O “mundo
ocidental” encontrava-se em convulsão e quase todos os países, fossem
monarquias ou repúblicas, estavam envolvidos, em algum grau, numa grande
guerra.
A Revolução
Francesa não era assunto exclusivo dos franceses, como temiam as
monarquias. Os Estados eram, em sua maioria, monárquicos, porém, vizinhos
de várias pequenas repúblicas, embora em geral ainda não fossem países na
forma atual.
Os focos de
industrialização se concentravam na Inglaterra, as economias nacionais eram
ainda basicamente agrícolas, mas já predominava o trabalho assalariado sobre
a servidão feudal, com as populações tendendo a convergir aos grandes
centros urbanos como assim já eram Londres, Paris, São Petersburgo, Milão,
Berlim, Madri e Istambul.
Desde a
descoberta de ouro, prata e diamantes, a importância das colônias nas
Américas havia aumentado e se deslocado para o centro das políticas tanto de
Portugal como de Espanha, reforçando a ideia episódica de transformação de
um espaço colonial em sede do império.
Já em 1792 a
Corte Portuguesa havia declarado a demência da rainha D. Maria I, assumindo
a regência do império seu segundo filho, o príncipe D. João (que seria D.

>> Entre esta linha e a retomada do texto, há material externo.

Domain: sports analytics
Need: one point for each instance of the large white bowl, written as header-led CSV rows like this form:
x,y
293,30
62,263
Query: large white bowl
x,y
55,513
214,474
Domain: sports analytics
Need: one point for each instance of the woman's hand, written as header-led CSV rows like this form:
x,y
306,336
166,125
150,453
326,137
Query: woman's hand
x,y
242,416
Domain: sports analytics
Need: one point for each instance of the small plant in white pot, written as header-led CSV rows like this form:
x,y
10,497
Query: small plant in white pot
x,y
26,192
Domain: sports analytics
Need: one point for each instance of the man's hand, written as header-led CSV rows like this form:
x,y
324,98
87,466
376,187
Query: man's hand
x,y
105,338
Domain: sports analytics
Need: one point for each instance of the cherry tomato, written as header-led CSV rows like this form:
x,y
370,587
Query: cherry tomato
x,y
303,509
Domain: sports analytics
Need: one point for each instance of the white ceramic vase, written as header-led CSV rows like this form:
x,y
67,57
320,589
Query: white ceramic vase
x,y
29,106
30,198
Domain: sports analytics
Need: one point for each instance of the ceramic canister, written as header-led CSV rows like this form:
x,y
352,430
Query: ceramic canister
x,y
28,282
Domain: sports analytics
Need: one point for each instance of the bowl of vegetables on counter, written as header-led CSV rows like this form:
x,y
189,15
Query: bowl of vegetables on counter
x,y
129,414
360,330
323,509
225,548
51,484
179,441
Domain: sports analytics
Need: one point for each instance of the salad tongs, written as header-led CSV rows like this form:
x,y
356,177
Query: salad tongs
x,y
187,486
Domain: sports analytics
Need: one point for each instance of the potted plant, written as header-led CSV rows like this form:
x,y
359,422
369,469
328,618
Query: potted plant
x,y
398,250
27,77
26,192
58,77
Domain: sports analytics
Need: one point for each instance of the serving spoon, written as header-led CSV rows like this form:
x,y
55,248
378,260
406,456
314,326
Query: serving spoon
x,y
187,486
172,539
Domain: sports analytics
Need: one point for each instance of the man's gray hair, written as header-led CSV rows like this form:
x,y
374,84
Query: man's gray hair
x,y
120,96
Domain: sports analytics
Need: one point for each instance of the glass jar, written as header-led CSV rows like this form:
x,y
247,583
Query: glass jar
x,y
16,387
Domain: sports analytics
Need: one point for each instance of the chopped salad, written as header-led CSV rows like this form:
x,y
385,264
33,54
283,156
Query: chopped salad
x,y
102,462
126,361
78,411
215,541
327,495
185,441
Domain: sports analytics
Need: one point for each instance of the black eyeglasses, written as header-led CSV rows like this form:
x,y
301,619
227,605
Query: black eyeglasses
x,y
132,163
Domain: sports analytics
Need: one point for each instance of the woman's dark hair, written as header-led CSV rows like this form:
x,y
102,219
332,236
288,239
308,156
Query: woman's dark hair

João VI no Brasil, em 1818). Agora, em 1807, pressionada por todos os
lados, a situação da monarquia portuguesa era dramática. Com exceção do
período administrado pelo reformista Marquês de Pombal, que com certa
frequência contrariara interesses ingleses, Portugal tendera sempre a apoiar
indiretamente a Inglaterra, apesar de se esforçar por manter formalmente sua
pretensa neutralidade.
A Espanha, por
sua vez, até mesmo pela proximidade dinástica dos Bourbon, tendera pelos
franceses e assim seus monarcas acreditavam que a aliança com a França,
ainda que revolucionária e bonapartista, garantiria sua proteção. Prática
frequente, de que Portugal e Espanha não constituíam exceção, os parentescos
das monarquias europeias, com os casamentos de conveniência política,
atuavam como fator de garantias mútuas.
O rei espanhol
Carlos IV havia detido seu filho, Fernando VII, que se opunha abertamente ao
primeiro-ministro Manuel Godoy, pró-francês que negociava com Napoleão a
partilha de Portugal e suas colônias. Libertado depois de alguns meses,
Fernando passara a desfrutar de uma ampla popularidade, ao passo que Carlos
e Godoy eram detestados.
Em março de 1808,
os motins de Aranjuez, onde residia a Família Real, derrubam Godoy e levam
Carlos a abdicar em favor de Fernando, com Madri aderindo aos motins e sendo
logo seguida por outras cidades mais. Joachim-Napoleón Murat, cunhado de
Napoleão, enviado como chefe militar em socorro de Godoy e Carlos,
desencadeia uma repressão que resulta no massacre de mais de quatrocentos
civis, tragédia retratada nos quadros Dois de Maio em Madri e Três
de Maio em Madri, do pintor espanhol Francisco José de Goya y Lucientes,
conhecido como Francisco de Goya.
Napoleão intervém
novamente, transferindo Murat, obrigando Fernando a devolver a coroa da
Espanha ao pai, que por sua vez é obrigado a cedê-la a José, irmão de
Napoleão, e convocando ainda as lideranças espanholas a redigirem uma |
nova constituição
para uma monarquia doravante constitucional.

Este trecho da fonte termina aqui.